L’ambiente stesso, unito allo spirito agonistico dei concorrenti, produce di tanto in tanto degli incidenti che arrivano putroppo anche alla morte.
La mantagna è come il mare: è affascinante ma esige di essere conosciuta e rispettata, e ciò nonostante esige talvolta il suo tributo.
E’ possibile evitare questi episodi, che danneggiano anche l’immagine di tutto il movimento? Pensiamo che una prevenzione assoluta sia impossibile, ma molto si può fare ed è quindi doveroso farlo.
In questa ottica segnaliamo una poderosa documentazione, adottata da quest’anno in Francia, pubblicata sotto il titolo “Quel dispositif de sécurité pour les trails et ultra en montagne?
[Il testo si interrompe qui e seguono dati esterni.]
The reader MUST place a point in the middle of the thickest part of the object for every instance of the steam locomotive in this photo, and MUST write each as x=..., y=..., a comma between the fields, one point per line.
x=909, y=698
La lingua è naturalmente il francese, ma si tratta di una difficoiltà superabile con un poco di buona volontà.
L’articolo, corredato da tutti i poderosi documenti relativi, è pubblicato anche online sul sito francese www.ultrafondus.fr sotto il titolo citato.
Ne consigliamo la lettura ad atleti ed organizzatori, anche perchè, a quanto ne sappiamo, in Italia non esiste nulla del genere.